Reported data from the trial show that of the individuals who received empagliflozin for an average of 2 years, 14% died from cardiovascular causes or were hospitalized for heart failure, compared to 17% of participants who received the placebo. It was noted that “this benefit was mostly attributable to fewer patients being hospitalized for heart failure.”

"In its phase III trials, empagliflozin has shown a statistically significant and clinically meaningful benefit in patients with heart failure across the spectrum of ejection fraction," said Javed Butler, MD, chairman, Department of Medicine, University of Mississippi in a statement. "Today's approval means these demonstrated benefits can now help to address a significant unmet need for the approximately 3 million adults in the U.S. with preserved ejection fraction, a form of heart failure that has very limited treatment options."

Side effects in clinical studies with empagliflozin for patients with heart failure were consistent with side effects for patients with diabetes.
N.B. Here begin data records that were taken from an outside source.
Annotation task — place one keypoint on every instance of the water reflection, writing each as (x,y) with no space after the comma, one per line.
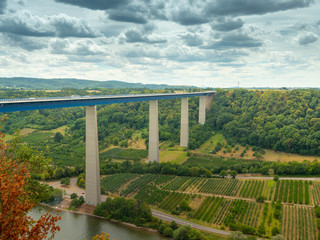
(77,226)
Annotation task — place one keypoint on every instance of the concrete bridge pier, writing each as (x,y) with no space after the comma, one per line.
(153,131)
(184,128)
(209,99)
(202,109)
(93,192)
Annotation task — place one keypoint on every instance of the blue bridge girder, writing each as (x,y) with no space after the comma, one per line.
(13,105)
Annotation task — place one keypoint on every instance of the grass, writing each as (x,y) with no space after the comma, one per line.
(269,155)
(7,137)
(269,188)
(173,156)
(124,153)
(212,142)
(136,141)
(37,136)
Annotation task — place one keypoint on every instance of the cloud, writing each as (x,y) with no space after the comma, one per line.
(307,39)
(143,35)
(224,24)
(127,16)
(66,26)
(234,40)
(188,17)
(252,7)
(25,43)
(3,5)
(25,24)
(192,39)
(62,25)
(80,47)
(96,4)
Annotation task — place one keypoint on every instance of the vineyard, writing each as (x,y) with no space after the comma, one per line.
(172,201)
(113,183)
(292,191)
(253,188)
(298,223)
(228,187)
(211,205)
(316,193)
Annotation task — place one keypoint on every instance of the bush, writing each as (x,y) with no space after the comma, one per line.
(275,231)
(168,232)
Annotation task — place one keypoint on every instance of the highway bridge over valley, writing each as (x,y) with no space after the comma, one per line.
(93,195)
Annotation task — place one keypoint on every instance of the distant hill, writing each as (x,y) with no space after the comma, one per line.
(59,83)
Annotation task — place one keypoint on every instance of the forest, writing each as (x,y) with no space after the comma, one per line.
(287,121)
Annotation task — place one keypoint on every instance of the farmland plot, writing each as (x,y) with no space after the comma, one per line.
(298,223)
(228,187)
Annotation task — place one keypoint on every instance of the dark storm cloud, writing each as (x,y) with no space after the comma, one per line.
(234,41)
(3,5)
(192,39)
(250,7)
(24,24)
(226,24)
(96,4)
(307,39)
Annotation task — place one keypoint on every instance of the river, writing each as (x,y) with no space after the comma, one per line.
(79,227)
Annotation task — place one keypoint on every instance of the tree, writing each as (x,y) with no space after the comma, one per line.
(223,173)
(260,199)
(174,225)
(278,237)
(103,236)
(65,181)
(73,196)
(237,236)
(275,231)
(15,202)
(233,173)
(168,232)
(58,137)
(187,233)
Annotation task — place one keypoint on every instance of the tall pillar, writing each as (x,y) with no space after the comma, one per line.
(93,192)
(153,131)
(202,109)
(209,99)
(184,128)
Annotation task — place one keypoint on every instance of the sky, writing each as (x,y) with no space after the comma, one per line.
(205,43)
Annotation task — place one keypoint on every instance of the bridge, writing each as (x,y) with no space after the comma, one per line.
(93,192)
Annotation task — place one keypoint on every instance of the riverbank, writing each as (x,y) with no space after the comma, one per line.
(88,210)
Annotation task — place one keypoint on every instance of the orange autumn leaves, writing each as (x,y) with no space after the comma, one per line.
(15,203)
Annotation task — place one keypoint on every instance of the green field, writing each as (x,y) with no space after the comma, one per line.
(173,156)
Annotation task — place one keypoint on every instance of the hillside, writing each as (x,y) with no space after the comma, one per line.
(50,84)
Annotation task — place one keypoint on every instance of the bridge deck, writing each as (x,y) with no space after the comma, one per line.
(12,105)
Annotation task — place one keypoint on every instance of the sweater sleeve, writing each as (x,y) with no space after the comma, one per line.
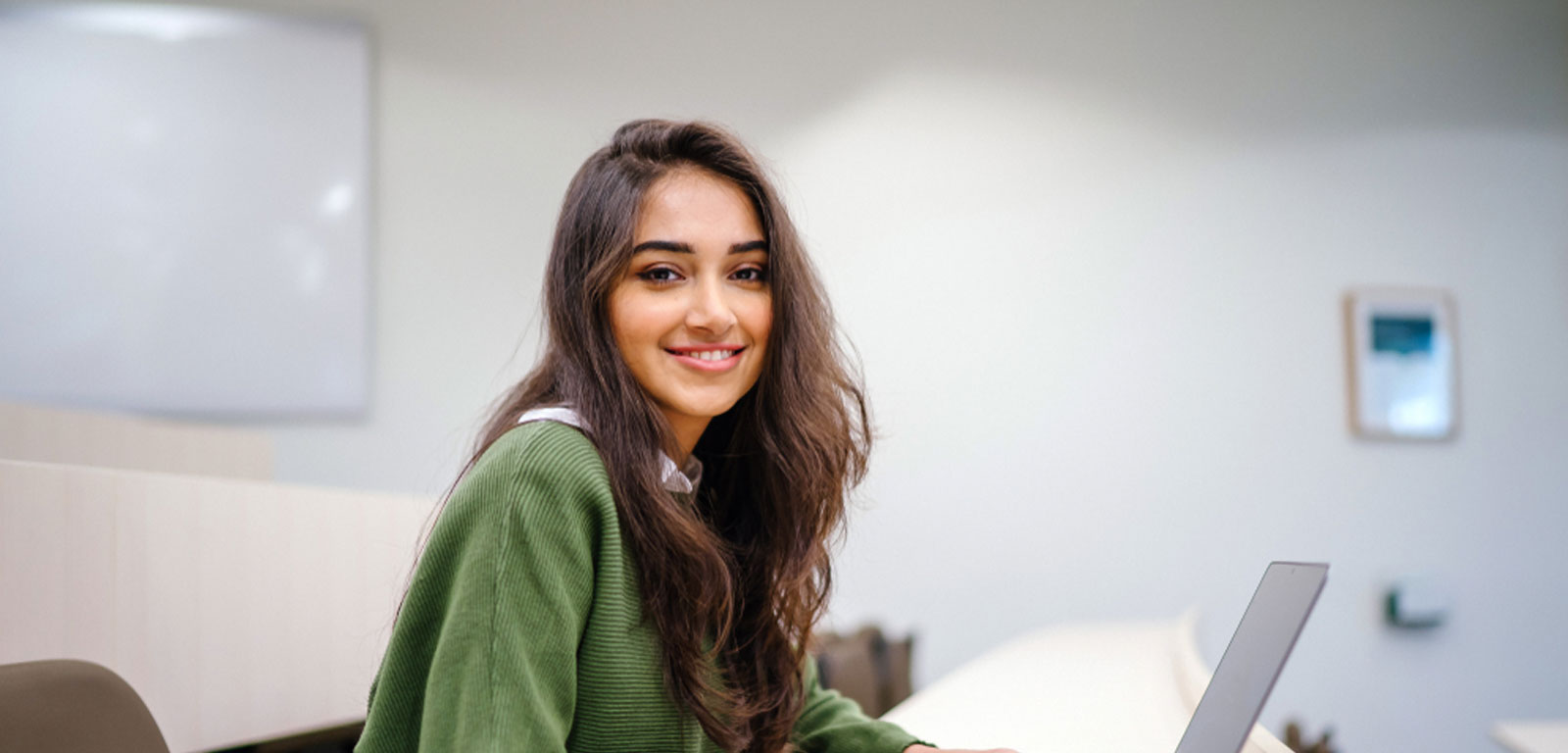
(833,724)
(483,653)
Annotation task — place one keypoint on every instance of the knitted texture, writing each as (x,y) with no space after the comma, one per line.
(522,628)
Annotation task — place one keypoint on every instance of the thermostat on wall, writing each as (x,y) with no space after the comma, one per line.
(1402,365)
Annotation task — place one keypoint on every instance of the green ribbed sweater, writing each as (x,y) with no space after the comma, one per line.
(522,627)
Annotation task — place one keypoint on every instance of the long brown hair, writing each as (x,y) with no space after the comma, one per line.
(745,564)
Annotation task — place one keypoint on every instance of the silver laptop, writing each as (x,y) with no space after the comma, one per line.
(1251,663)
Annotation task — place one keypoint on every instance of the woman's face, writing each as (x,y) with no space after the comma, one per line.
(694,310)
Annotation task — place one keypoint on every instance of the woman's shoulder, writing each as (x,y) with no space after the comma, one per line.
(538,463)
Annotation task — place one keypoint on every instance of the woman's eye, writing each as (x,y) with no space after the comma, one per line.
(752,275)
(659,275)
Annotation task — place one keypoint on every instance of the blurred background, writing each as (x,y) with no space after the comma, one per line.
(1092,255)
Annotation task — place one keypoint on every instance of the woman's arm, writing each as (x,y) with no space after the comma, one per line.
(483,651)
(831,724)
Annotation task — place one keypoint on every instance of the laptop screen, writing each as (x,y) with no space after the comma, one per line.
(1250,666)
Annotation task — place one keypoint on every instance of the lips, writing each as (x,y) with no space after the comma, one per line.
(708,358)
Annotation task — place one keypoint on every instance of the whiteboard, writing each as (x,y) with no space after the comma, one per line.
(184,209)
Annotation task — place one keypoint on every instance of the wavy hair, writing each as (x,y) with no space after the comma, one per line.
(747,562)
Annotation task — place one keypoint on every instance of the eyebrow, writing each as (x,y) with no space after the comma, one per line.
(686,248)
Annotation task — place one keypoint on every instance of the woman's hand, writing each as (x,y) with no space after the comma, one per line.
(927,749)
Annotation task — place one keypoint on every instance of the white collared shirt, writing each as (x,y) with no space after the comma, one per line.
(682,480)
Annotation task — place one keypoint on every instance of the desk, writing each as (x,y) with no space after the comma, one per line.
(239,611)
(1117,687)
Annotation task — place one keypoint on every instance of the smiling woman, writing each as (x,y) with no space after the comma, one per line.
(694,311)
(637,553)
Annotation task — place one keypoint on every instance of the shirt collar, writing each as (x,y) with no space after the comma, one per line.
(678,478)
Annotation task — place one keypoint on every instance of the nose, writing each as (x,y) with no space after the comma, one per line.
(710,311)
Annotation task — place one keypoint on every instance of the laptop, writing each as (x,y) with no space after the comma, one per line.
(1247,672)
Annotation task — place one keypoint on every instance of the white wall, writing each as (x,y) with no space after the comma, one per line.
(1092,255)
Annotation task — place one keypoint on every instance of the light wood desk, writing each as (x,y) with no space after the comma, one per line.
(239,611)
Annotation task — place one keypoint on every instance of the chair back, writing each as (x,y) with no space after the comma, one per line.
(70,706)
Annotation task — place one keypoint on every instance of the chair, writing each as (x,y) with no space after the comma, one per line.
(70,706)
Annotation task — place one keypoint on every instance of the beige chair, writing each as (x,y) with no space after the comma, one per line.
(70,706)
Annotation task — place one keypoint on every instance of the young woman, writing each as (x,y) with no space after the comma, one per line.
(637,553)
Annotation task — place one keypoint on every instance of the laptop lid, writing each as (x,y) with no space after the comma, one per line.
(1247,672)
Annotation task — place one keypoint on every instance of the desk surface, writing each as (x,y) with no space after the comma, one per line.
(239,611)
(1118,687)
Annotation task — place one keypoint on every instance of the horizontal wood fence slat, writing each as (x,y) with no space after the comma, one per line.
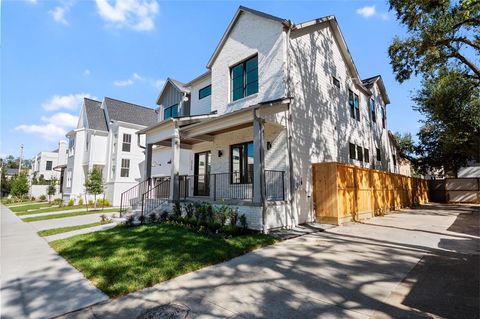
(343,192)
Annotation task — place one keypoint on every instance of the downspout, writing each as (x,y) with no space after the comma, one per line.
(289,136)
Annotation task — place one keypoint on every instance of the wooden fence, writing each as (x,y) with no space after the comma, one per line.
(343,192)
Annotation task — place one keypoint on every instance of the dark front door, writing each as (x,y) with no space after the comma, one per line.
(201,185)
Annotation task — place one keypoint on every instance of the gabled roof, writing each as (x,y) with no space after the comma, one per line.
(370,82)
(122,111)
(241,10)
(95,116)
(176,84)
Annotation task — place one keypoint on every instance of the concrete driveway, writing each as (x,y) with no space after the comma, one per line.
(35,281)
(403,265)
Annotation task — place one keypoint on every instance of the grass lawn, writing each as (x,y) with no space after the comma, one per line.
(54,231)
(126,259)
(62,215)
(24,208)
(50,209)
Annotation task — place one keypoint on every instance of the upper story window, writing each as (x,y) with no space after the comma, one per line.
(204,92)
(127,141)
(372,110)
(384,117)
(125,169)
(241,163)
(244,79)
(171,111)
(354,104)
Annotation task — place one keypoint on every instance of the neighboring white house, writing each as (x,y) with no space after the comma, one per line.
(49,164)
(277,97)
(105,138)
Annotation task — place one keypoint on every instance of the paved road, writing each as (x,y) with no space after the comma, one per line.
(387,267)
(35,281)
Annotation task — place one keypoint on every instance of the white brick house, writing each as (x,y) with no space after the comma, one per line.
(105,138)
(277,97)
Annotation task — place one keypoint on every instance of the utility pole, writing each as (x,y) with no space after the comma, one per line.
(21,159)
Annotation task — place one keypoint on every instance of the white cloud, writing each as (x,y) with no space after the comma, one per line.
(134,14)
(370,11)
(58,14)
(54,127)
(366,11)
(123,82)
(68,102)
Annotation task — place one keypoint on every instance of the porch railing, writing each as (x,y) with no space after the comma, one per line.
(219,186)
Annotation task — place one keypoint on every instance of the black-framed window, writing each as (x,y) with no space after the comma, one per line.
(384,117)
(335,82)
(204,92)
(244,79)
(352,150)
(241,163)
(127,142)
(171,111)
(372,110)
(359,153)
(366,155)
(125,169)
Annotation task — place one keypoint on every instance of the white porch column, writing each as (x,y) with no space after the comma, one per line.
(258,160)
(174,177)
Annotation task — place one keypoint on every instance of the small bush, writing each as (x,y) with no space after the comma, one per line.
(152,218)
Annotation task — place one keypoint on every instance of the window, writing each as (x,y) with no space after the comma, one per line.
(366,155)
(124,172)
(359,153)
(372,110)
(244,79)
(353,150)
(171,111)
(127,141)
(353,102)
(335,82)
(204,92)
(241,163)
(384,117)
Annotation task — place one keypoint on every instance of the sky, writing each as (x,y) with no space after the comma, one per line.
(55,52)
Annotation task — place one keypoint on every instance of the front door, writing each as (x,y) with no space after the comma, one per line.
(201,186)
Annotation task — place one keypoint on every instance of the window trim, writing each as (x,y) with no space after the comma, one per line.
(244,78)
(244,173)
(200,97)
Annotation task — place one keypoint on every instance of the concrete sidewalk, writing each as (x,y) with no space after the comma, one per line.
(35,281)
(354,271)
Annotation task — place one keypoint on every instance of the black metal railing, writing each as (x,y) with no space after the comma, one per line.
(155,196)
(219,186)
(133,196)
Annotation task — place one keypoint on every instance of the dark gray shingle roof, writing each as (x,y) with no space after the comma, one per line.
(95,115)
(129,112)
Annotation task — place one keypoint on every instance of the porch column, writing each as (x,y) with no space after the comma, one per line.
(174,177)
(258,160)
(148,161)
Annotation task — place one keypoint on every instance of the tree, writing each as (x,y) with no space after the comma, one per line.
(440,33)
(19,185)
(94,184)
(51,189)
(450,135)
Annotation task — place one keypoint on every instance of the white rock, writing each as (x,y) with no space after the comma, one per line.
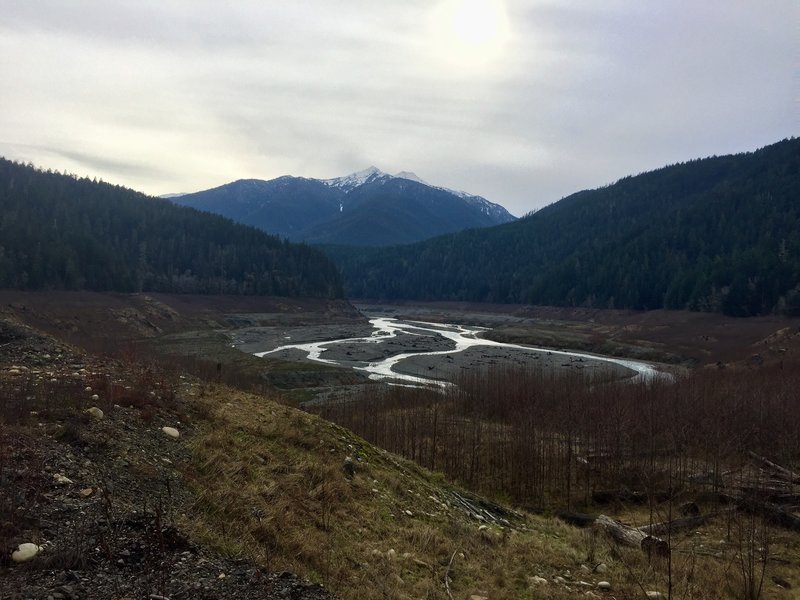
(95,412)
(25,552)
(171,432)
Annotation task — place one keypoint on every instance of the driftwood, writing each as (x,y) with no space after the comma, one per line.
(581,520)
(771,512)
(631,536)
(677,524)
(779,471)
(623,495)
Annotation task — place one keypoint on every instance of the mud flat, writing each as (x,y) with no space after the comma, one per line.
(451,366)
(415,352)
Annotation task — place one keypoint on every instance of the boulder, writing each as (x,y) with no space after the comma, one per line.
(95,413)
(25,552)
(171,432)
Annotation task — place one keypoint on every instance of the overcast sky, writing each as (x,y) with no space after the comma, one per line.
(520,101)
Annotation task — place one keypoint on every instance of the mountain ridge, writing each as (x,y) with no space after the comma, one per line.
(364,208)
(719,234)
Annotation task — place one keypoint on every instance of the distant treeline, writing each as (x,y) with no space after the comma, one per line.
(719,234)
(61,232)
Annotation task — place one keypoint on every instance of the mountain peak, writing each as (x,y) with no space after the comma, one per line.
(411,176)
(354,180)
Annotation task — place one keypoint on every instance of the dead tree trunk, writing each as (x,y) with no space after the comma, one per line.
(778,470)
(630,536)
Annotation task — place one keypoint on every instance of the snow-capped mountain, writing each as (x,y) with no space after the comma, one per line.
(368,208)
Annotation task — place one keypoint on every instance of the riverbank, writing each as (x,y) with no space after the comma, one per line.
(421,353)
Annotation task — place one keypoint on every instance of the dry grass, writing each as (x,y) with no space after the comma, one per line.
(272,483)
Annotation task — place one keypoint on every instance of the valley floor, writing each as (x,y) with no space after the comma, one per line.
(253,490)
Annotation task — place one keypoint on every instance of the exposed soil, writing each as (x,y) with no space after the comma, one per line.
(690,338)
(106,498)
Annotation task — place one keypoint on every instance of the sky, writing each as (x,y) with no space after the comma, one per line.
(520,101)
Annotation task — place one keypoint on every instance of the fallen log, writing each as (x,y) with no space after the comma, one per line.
(676,525)
(631,536)
(771,512)
(777,469)
(580,520)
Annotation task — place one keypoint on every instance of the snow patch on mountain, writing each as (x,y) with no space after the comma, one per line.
(357,179)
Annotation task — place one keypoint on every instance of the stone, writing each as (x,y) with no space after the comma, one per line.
(95,413)
(171,432)
(25,552)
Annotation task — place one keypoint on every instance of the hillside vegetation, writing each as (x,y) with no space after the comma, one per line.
(375,209)
(720,234)
(62,232)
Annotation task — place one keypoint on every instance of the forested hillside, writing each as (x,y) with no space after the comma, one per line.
(367,208)
(61,232)
(718,234)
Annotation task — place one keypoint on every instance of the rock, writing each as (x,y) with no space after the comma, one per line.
(25,552)
(95,413)
(171,432)
(781,582)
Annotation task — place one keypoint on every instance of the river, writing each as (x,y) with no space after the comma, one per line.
(400,340)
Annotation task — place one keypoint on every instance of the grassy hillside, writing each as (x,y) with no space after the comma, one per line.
(720,234)
(253,489)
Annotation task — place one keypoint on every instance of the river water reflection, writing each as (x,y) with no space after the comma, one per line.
(449,340)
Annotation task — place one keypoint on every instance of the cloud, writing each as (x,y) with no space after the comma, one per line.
(183,95)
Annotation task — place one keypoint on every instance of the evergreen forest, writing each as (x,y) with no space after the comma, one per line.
(59,231)
(719,234)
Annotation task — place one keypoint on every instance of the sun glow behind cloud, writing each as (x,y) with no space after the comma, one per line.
(469,35)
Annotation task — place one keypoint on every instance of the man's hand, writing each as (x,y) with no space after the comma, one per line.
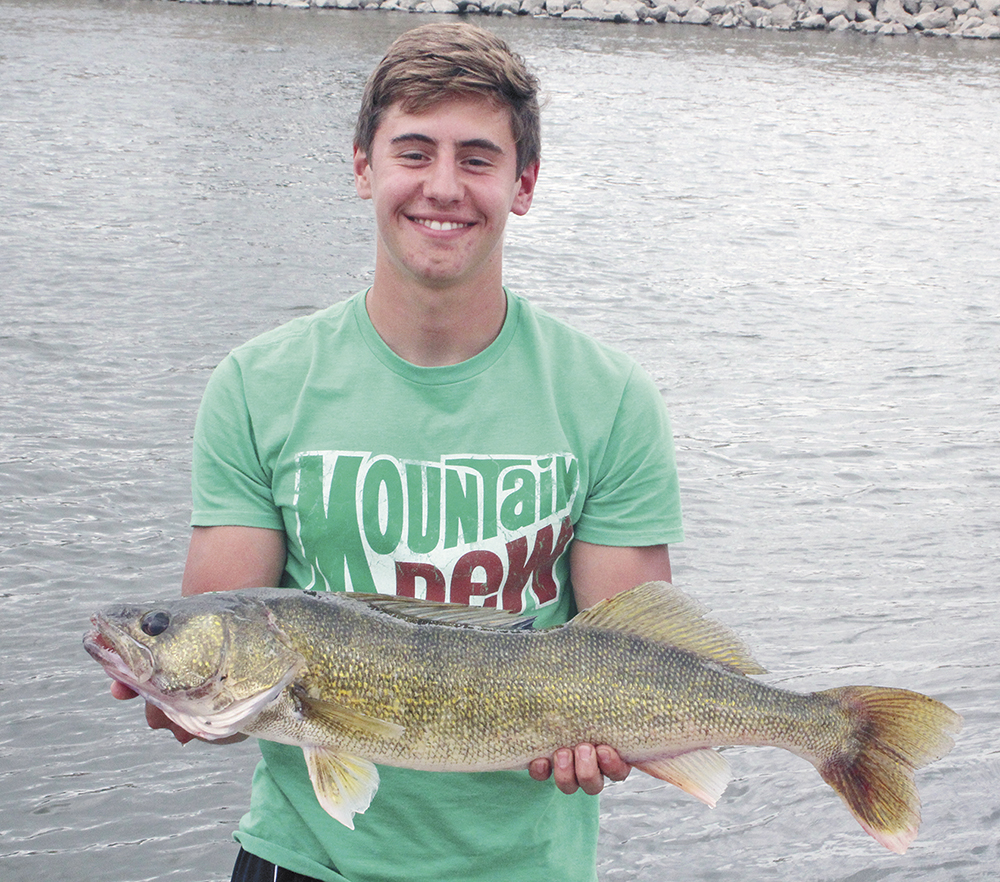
(157,719)
(584,768)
The most common adverse events in patients with diabetes were urinary tract infections and female fungal infections. Symptoms of heart failure can include shortness of breath, fatigue, and swelling in the legs.

More than 650,000 people in the United States are affected by heart failure with high mortality rates, highlighting the need for more treatment options for a broader range of patients. Heart failure is more common with age and is the leading cause of hospitalization in patients over 65 years.

The agent received Priority Review for this indication.